/alexa-topsites

A sample python app for interacting with Amazon's Alexa Top Sites service

Primary LanguagePythonMIT LicenseMIT

Alexa Top Sites Analyzer

A sample python 3 app for interacting with Amazon's Alexa Top Sites service.

Installation and Setup

First, you'll need to set up an AWS account and get your key ID and secret key. They will be needed as inputs to the program. NOTE: keys created for an IAM user are not supported for this service and will not work! You will need to generate keys for your AWS root account, even though this is goes against recommended best practices. See this article for details.

Next, with your AWS root account, you'll need to opt-in to the Alexa Top Sites service using this site.

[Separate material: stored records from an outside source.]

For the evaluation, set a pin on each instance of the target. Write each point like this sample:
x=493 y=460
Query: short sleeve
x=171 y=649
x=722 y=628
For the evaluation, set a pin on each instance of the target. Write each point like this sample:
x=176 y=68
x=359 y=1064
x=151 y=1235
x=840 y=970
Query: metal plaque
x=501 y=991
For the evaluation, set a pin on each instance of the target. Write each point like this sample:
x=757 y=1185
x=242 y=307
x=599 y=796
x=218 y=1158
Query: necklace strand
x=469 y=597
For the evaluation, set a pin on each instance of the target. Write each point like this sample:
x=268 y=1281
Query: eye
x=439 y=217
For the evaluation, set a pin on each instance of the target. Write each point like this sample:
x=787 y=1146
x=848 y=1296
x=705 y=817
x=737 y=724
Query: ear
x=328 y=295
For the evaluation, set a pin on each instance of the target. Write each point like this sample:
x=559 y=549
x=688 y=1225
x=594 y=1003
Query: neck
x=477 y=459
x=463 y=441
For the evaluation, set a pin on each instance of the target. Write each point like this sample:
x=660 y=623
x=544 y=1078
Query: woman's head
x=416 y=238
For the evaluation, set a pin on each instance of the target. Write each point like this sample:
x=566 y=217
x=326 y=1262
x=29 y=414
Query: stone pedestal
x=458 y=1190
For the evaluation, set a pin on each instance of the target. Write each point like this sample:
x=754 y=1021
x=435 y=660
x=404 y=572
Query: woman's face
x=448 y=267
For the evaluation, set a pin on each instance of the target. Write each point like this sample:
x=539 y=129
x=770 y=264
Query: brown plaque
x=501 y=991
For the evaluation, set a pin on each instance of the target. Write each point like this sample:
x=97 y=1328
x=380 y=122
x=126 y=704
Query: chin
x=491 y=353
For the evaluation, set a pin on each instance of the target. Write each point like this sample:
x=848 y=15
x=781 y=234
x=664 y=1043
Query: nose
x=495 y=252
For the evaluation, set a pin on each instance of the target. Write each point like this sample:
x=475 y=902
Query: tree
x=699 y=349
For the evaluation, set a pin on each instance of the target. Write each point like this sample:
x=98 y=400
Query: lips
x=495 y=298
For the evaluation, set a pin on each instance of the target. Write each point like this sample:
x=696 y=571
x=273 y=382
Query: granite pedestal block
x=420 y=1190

Then, clone the repo and set up the app. This assumes you already have Python 3.6 installed somewhere on your system. Run the following commands to do this:

git clone git@github.com:killthrush/alexa-topsites
cd alexa-topsites
python3 -m venv venv
source venv/bin/activate
venv/bin/pip install -U -r requirements.txt

Lastly, to run the app, you may use the following from the root of the repo:

python src/main.py -k <AWS-KEY-ID> -s <AWS-SECRET-KEY>

Discussion

A few interesting points and observations:

  1. That IAM issue mentioned in the Setup section above was a real gotcha. For a long time I thought I was just not following the signing process properly, but it just turned out to be rejecting my account because the service wasn't supported except by Root.
  2. This was my first attempt to use python 3.6 for a project. Several things were tricky, but were solvable: making sure to use pip from inside venv e.g. venv/bin/pip install vs pip install. On my setup, this made a difference. Also, my version of pycharm 5 did not support async/await syntax, so I needed to grab a free trial of the latest version.
  3. Asyncio is awesome. Very similar to using promises/generators in javascript and the TPL in C#.NET. But there's just enough different to make things interesting. This analyzer is a good use case for a high degree of parallelism.
  4. A few of the domains on the list seemed to be unreachable for some reason. A few also time out regularly, and some also have encodings that don't seem compatible with utf-8. But most of the sites work just fine. If this was production code, I'd probably dig in a bit more on the edge cases.
  5. There's a staggering number of headers out there in the wild. There are plenty of the usual suspects (like Content-Type) but a long tail of X- style custom headers that do who knows what.
  6. Calculating time with async is tricky. I left some comments in the code - adding up all the scan durations gives me a different answer in terms of milliseconds. It's in the right ballpark, but it's off by just enough to make me scratch my head and wonder what I'm doing wrong.
  7. Overall, the asyncio approach works well to make this a pretty fast scan - it takes between 2-3 minutes on average.